Turkish Energy firm’s Plans for Iran could boost Rouhani

As a result, Emre said, “Iran could only make use of its gas for domestic consumption, especially electricity production,” which is good news for Turkey. He said that a third of Turkey’s electricity production comes from natural gas plants and that “80% of the process is handled by private companies.” He said this experience dealing with such a vast infrastructure shows that “Unit International and other Turkish companies could enter and succeed in the electricity production and distribution business in Iran.”
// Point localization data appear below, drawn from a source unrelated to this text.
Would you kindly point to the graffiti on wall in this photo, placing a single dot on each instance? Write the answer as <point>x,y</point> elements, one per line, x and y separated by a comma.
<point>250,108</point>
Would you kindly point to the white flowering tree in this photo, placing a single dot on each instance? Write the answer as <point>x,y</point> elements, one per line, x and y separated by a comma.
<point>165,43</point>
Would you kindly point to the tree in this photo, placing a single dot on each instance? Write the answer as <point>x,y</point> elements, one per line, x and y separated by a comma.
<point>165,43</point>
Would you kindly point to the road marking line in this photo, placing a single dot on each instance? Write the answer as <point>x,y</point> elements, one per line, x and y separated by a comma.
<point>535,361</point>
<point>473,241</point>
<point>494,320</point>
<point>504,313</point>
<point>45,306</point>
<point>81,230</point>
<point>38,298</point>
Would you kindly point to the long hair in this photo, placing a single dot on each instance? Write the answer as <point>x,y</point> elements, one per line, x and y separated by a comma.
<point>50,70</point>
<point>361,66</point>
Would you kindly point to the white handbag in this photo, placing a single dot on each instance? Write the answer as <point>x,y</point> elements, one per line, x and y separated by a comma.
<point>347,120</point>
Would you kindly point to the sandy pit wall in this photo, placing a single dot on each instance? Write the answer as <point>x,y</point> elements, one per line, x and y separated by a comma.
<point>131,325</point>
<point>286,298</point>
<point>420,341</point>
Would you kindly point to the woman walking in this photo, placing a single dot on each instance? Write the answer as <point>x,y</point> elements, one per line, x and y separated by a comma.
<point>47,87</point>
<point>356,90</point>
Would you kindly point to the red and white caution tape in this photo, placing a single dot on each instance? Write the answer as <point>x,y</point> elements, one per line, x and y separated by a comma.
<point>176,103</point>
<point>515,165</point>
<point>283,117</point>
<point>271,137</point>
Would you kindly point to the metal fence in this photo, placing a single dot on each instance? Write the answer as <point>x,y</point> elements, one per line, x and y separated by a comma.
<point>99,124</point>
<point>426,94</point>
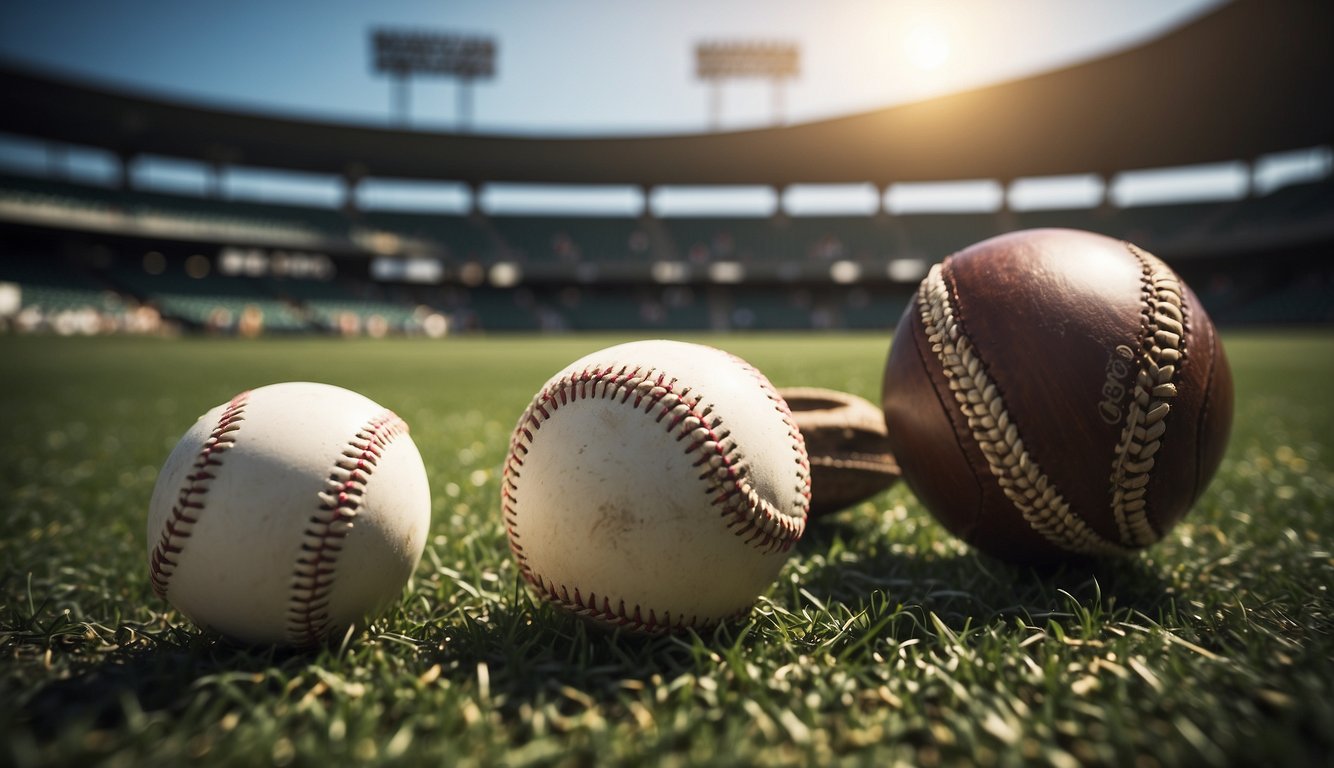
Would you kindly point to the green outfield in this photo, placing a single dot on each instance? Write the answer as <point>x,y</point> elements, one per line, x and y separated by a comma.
<point>883,642</point>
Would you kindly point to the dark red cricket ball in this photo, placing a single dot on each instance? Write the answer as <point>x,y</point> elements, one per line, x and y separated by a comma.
<point>1055,394</point>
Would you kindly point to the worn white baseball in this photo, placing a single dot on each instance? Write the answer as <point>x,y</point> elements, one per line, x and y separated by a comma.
<point>655,486</point>
<point>288,515</point>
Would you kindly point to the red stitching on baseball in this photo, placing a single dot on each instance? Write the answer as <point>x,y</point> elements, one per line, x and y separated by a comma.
<point>619,615</point>
<point>340,502</point>
<point>751,518</point>
<point>178,528</point>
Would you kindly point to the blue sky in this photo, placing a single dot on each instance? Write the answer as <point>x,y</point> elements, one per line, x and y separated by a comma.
<point>574,67</point>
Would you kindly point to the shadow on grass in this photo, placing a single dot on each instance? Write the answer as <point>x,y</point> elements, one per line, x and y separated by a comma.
<point>147,675</point>
<point>522,651</point>
<point>967,587</point>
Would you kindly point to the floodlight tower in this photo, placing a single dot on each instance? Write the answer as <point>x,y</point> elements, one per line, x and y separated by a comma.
<point>722,60</point>
<point>402,54</point>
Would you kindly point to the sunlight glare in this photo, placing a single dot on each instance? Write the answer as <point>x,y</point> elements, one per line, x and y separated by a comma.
<point>926,46</point>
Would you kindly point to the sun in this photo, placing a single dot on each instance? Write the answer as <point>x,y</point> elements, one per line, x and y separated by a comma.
<point>926,46</point>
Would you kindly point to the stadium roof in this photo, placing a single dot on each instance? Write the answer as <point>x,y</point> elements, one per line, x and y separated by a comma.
<point>1253,76</point>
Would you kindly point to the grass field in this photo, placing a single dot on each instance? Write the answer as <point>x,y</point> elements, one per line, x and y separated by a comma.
<point>883,642</point>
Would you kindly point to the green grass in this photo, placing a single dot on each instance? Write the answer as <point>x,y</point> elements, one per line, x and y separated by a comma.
<point>883,640</point>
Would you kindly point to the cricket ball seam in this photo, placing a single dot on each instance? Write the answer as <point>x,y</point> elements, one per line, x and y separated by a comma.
<point>754,519</point>
<point>1018,474</point>
<point>1162,351</point>
<point>323,538</point>
<point>188,507</point>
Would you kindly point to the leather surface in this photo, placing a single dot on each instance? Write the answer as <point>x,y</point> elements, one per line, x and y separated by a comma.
<point>1046,312</point>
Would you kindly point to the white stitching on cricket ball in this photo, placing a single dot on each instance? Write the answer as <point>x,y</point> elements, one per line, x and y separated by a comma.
<point>997,436</point>
<point>1162,351</point>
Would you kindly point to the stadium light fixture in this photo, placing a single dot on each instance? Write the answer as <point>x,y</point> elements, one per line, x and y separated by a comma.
<point>403,54</point>
<point>717,62</point>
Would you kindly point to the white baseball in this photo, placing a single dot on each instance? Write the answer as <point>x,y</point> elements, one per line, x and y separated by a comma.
<point>288,515</point>
<point>655,486</point>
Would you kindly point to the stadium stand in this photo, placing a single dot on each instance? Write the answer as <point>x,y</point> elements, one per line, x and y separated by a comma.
<point>74,247</point>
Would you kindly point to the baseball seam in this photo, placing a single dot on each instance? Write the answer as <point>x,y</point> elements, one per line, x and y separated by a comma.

According to Hamed Mohsen, a Tehran-based journalist and analyst, the Iranian government’s agreement with Unit International is part of a much wider effort to boost foreign investment in the Islamic Republic. Mohsen told Al-Monitor, “The Iranian state wants foreign direct investment but it wants quality projects. These projects should aim for production, technology transfer and end products that could be sold on the Iranian market, but more importantly, exported abroad.” In that respect, he said, “There is an idea to build ‘Turkish organized industrial zones’ in Iran similar to the ones in Turkey.”

Although electricity is not a conventional industrial product, Mohsen points out that Unit International’s initiative and those by similar Turkish companies fits the “investment-production-export” model. He said, “Iran’s electricity production and distribution situation is good, but many of its neighbors — especially Iraq, Afghanistan and Pakistan — need electricity, which such power plants could provide.”